In many ways they are the victims of Australia's colonial past which produced a strain of Anglophilia that today finds its most vigorous expression in the Prime Minister Tony Abbott.
One of the more disturbing aspects of this Anglophilia is the 'FiveEyes' alliance that emerged from an informal agreement for intelligence sharing between Britain and the U.S. early in World War II. It was formalised as the BRUSA agreement in 1946 and later extended secretly to include Canada, Australia and New Zealand. But while it remains focused on intelligence it reflects a much broader relationship based upon what they call 'shared values' that derive initially from the British colonial progenitor.
Whether these values are sufficiently strong to warrant the continuance of an arrangement that has consequences for Australia is but one of the issues successive governments will now be forced to confront.
Australia's geographical perspective and international priorities are very different from Britain's. This became glaringly obvious in WWII when both nations were fighting for survival. Prime Minister John Curtin's plea to America -- as he said -- 'free of any pangs as to our traditional links or kinship with the United Kingdom' was a dramatic assertion of the notion that national self-interest trumps 'shared values' in defence of the realm.
Nevertheless, it was to the U.S., another member of the Anglosphere, to whom he turned for rescue. But America's subsequent, ill-judged military endeavours in Asia and the Middle East (with the single exception of East Timor) have provided the battlegrounds for Australia's forces over the last half century. And it is America's imperial superpower pretensions that have created serious complications in Australia's relations with China and arguably affected the development of open-hearted, neighbourly relations with the Muslim nations of Indonesia and Malaysia.
This is not America's fault. Australia is a sovereign nation with an untrammelled right to an independent foreign and defence policy. And as Whitlam, Fraser, Keating and successive New Zealand Governments showed, they don't require us to kowtow to them as a condition of the alliance.

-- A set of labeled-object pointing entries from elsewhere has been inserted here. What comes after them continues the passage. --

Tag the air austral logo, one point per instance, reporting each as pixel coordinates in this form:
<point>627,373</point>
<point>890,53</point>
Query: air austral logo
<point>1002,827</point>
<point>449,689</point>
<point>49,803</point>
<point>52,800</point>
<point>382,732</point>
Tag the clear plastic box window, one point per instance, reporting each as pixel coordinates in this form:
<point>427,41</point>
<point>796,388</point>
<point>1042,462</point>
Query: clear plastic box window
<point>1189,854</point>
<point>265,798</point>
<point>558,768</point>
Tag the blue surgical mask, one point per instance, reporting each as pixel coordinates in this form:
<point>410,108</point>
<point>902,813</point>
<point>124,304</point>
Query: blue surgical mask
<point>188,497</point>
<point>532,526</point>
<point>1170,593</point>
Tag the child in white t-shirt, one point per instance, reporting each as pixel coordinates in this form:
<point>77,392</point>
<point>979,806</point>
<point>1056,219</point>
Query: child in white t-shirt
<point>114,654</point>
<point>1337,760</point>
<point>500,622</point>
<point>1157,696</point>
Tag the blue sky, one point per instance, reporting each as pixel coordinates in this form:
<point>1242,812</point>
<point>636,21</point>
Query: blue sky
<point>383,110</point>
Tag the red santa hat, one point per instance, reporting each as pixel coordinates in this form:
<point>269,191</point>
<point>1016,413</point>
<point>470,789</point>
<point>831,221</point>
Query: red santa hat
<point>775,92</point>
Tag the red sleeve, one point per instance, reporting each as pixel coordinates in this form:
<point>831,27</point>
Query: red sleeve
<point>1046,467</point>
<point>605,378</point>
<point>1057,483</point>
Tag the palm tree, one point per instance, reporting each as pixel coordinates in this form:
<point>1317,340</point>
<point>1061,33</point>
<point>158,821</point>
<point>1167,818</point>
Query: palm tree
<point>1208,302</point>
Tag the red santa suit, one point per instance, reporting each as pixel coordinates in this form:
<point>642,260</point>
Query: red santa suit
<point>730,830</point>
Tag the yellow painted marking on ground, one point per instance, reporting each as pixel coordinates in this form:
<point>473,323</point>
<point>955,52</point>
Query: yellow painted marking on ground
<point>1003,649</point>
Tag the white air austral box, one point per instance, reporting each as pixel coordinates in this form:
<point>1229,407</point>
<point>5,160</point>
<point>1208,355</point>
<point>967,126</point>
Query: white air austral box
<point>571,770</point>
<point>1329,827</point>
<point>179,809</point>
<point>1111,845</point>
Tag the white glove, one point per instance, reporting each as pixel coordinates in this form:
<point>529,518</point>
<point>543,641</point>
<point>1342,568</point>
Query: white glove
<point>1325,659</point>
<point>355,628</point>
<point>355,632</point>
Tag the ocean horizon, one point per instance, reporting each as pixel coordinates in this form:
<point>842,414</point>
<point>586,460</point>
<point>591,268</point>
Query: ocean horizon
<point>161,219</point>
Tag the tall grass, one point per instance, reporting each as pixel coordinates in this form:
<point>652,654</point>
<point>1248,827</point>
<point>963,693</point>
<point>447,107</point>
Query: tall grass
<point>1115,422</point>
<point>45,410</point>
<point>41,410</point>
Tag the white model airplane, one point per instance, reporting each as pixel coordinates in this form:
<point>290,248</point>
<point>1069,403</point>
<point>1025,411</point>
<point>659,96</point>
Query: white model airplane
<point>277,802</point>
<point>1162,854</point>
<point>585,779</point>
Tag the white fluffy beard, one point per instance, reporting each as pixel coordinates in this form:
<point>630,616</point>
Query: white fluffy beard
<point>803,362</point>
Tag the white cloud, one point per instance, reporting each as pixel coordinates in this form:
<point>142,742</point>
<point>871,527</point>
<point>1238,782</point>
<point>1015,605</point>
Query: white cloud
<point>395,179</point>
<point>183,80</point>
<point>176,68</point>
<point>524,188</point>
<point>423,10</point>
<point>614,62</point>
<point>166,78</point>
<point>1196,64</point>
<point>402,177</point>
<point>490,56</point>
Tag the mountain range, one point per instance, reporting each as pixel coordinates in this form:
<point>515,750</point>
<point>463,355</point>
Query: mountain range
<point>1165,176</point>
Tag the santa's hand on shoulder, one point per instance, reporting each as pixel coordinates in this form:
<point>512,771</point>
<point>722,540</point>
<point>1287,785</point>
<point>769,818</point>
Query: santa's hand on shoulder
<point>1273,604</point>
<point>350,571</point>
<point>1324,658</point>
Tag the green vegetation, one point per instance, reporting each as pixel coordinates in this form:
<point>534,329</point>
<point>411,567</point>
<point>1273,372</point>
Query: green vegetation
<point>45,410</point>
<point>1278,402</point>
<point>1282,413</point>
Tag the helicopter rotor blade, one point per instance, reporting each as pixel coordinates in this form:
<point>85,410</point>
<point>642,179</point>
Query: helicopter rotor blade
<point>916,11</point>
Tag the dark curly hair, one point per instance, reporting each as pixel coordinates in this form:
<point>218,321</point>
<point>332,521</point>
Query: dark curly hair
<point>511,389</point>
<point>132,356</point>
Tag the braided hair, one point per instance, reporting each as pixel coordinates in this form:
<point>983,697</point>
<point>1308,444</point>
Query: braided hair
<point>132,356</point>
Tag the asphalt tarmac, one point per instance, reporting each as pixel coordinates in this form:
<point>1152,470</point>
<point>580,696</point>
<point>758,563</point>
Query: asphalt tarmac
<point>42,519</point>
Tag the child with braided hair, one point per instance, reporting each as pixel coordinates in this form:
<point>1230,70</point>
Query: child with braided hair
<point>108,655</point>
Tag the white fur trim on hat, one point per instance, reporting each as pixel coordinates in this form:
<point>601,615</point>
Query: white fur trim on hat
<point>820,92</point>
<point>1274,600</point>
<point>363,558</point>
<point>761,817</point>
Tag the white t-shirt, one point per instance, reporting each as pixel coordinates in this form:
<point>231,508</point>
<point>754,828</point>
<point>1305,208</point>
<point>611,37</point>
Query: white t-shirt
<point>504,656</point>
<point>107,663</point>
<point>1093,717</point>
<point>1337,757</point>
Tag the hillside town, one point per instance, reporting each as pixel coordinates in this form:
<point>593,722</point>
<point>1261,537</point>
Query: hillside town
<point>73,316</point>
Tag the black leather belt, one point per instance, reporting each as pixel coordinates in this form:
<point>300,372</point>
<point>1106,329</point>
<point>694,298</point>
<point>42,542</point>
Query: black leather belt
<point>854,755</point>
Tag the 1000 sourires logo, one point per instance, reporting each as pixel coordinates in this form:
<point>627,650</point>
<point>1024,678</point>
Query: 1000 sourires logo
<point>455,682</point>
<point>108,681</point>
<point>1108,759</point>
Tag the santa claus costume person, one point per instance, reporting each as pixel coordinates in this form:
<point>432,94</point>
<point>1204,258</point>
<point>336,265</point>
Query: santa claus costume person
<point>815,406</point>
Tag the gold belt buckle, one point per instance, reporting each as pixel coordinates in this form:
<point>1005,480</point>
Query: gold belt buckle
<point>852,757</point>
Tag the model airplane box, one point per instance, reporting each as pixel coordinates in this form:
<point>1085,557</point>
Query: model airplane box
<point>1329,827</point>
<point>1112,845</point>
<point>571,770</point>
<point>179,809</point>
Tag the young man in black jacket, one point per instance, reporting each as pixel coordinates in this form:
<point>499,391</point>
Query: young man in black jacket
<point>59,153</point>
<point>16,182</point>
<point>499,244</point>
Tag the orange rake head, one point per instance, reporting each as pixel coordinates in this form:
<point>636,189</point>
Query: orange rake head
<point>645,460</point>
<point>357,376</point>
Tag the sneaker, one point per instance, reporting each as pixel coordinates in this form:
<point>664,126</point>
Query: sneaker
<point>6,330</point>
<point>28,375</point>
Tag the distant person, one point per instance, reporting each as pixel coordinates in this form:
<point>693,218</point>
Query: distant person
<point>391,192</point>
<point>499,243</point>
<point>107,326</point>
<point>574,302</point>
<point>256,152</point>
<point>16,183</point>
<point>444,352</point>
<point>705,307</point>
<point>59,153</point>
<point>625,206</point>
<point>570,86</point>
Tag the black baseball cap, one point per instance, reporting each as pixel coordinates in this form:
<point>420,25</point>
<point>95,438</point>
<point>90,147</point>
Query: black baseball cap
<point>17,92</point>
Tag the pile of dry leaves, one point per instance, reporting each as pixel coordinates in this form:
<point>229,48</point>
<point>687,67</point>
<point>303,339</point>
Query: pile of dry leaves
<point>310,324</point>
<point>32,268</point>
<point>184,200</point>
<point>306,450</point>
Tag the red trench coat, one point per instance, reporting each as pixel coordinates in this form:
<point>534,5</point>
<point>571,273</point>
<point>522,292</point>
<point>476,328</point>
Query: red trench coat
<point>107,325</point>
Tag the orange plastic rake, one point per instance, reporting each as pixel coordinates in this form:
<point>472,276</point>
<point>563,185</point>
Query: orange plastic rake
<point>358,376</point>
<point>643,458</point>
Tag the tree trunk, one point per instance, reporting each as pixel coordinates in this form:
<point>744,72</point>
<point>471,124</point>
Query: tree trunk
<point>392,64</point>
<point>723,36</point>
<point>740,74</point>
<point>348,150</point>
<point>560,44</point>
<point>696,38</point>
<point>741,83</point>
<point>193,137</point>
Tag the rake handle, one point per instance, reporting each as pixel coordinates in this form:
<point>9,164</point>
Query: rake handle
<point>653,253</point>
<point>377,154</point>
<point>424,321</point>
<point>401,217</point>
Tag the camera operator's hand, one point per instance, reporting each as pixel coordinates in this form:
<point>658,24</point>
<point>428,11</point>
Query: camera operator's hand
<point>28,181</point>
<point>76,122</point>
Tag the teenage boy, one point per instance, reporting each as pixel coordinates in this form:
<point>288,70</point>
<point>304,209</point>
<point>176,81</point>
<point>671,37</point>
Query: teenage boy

But this firm, if unconscious, attachment to an Anglophile past has dominated debate on Australia's defence posture. And it has largely calcified to a choice between Indonesia and China as potential threats to the nation.
Occasionally, there has been a verbal skirmish over 'forward' or 'continental' defence. But the parameters of debate have been as restricted -- and as racist -- as the Anglophile minds that formulated them.
In the last decade of the 20th century, any perceived threat to our homeland became subsumed within the political need to march in step with America, initially into Kuwait and Iraq in the first Gulf War. Unfortunately, this lit the spark of Muslim fanaticism that resulted in Osama bin Laden's alQaeda tearing down New York's twin towers on 11 September 2001.
And when America responded in Afghanistan, Pakistan and the invasion of Iraq, the spark became a flame. Then as America killed the firebrand and withdrew from the battle, a new spot fire of ISIS, almost overnight it seemed, became a blaze of insurrection in outbreaks across the globe.
It is now perhaps the most potent insurrectionist force the world has known. Indonesia and China are themselves deeply vulnerable, Indonesia through its 95 percent Muslim population and corrupt governance; China because of its 160 million Muslims and their alienation from an unyielding single-party government.
And as the ISIS threat matures and is joined by an even greater concern -- massive economic migration across land and sea in the wake of climate change -- this really is the perfect storm for Australia's defence planners.
The ISIS contagion has seen alliances in flux worldwide. But Australia remains locked in its Anglophile past. In such a state the strong temptation for the planners and the politicians is to double down on the apparent safety afforded by past alliances -- in our case with America.
But we really must ask ourselves whether this is a viable strategy for our long-term security.